RD Sharma Solutions for Class 6 Maths Chapter 1 Exercise 1.5 PDF

RD Sharma Solutions for Class 6 Maths Chapter 1 Exercise 1.5 provide clear and detailed explanations to help students understand and solve problems related to large numbers, unit conversions, and basic arithmetic operations.

This exercise focuses on applying place value concepts to real-life situations, such as calculating weights, populations, distances, and money-related problems. The step-by-step solutions make it easier for students to grasp each concept and practice confidently, building a strong foundation in number sense and problem-solving skills essential for Class 6 Maths.

RD Sharma Solutions for Class 6 Maths Chapter 1 Exercise 1.5 Overview

Exercise 1.5 of Class 6 Maths focuses on solving real-life problems involving large numbers, basic arithmetic operations, and unit conversions. Students learn to handle quantities related to weight, population, distance, money, and time.
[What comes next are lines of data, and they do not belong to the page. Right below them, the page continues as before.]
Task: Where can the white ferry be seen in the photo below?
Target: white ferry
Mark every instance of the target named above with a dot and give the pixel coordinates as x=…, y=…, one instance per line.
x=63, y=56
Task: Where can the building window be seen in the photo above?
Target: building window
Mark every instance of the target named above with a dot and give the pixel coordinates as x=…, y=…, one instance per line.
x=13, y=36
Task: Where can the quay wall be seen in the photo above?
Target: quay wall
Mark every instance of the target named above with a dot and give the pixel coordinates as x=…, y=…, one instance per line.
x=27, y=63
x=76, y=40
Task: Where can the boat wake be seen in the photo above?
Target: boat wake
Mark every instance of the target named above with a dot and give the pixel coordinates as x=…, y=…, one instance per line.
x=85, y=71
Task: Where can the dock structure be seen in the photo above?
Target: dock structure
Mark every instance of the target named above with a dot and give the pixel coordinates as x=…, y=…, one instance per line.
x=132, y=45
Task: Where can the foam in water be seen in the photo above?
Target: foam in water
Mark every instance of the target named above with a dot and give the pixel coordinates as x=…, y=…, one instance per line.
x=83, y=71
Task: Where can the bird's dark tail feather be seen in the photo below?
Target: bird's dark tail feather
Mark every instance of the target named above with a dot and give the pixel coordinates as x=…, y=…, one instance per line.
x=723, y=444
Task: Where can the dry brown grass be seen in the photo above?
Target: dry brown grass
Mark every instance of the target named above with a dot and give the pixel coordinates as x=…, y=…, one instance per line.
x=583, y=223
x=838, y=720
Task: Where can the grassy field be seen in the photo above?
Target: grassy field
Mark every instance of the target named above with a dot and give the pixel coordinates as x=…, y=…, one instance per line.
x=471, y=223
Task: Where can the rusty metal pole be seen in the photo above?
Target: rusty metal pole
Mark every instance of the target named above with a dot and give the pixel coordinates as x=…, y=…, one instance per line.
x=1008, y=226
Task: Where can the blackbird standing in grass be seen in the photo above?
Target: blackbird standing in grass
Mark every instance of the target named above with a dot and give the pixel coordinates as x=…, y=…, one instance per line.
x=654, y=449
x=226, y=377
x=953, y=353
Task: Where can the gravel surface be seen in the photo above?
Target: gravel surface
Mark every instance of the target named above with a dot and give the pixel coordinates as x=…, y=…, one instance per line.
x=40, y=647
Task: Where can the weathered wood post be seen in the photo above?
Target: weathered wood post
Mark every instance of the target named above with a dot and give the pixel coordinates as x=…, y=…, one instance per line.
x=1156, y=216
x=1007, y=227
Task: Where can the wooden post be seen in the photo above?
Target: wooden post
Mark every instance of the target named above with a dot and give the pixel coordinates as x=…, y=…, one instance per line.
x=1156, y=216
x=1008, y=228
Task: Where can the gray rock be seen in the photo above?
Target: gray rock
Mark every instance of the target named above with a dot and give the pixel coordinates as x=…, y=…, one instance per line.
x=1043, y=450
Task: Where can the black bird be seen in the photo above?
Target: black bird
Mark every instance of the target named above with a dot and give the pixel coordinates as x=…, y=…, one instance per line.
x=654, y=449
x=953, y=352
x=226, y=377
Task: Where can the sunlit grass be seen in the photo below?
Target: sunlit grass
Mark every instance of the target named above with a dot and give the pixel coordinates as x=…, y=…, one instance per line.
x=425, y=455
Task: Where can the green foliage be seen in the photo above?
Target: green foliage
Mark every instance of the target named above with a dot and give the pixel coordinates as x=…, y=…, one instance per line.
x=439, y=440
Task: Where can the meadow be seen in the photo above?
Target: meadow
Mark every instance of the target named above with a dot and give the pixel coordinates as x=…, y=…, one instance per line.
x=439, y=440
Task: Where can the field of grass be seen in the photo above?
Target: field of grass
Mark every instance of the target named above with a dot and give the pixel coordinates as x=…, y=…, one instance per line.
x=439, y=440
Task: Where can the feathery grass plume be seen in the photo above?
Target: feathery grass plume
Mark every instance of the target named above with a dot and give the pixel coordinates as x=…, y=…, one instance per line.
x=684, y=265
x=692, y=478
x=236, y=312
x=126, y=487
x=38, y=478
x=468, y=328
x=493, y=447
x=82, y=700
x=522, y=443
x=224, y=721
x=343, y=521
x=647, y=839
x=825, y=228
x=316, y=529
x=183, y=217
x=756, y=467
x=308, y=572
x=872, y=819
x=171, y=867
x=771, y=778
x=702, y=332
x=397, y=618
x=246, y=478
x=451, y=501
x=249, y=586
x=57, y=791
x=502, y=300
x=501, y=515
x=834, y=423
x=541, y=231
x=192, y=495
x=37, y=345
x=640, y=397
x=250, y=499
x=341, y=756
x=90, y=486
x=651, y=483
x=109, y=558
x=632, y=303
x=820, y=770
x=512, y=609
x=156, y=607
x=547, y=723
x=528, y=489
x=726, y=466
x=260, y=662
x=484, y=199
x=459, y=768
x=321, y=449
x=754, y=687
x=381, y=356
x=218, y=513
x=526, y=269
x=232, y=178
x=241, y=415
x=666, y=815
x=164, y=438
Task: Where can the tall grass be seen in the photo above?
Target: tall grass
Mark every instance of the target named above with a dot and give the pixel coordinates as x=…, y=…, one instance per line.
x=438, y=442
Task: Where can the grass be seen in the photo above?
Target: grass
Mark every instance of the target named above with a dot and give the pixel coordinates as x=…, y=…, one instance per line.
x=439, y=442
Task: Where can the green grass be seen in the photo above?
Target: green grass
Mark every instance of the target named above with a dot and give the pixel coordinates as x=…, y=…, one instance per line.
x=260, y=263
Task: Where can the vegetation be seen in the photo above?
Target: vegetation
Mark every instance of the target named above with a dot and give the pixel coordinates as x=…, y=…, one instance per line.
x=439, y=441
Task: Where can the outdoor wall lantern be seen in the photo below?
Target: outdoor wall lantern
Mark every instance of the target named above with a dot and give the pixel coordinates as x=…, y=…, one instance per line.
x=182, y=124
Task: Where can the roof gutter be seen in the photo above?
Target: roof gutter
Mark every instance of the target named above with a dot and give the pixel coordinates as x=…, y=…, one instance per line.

It helps strengthen their ability to apply addition, subtraction, multiplication, and division in day-to-day situations, and enhances their understanding of metric units like grams, kilograms, meters, liters, and their conversions.

Key Points:

• Practice of real-life word problems using large numbers

• Use of basic operations: addition, subtraction, multiplication, and division

• Understanding metric conversions: mg to g, g to kg, cm to m, etc.

• Applications include money transactions, distances, weights, and quantities

• Enhances logical thinking and daily math usage

RD Sharma Solutions for Class 6 Maths Chapter 1 Exercise 1.5 Question Answers

Here are the solutions below to help you understand and solve all the questions from this exercise easily. Use these solutions to practice, revise, and prepare effectively for your exams.

Exercise 1.5 page: 1.21

1. How many milligrams make one kilogram?

Solution:

One million or ten lakh milligrams make one kilogram.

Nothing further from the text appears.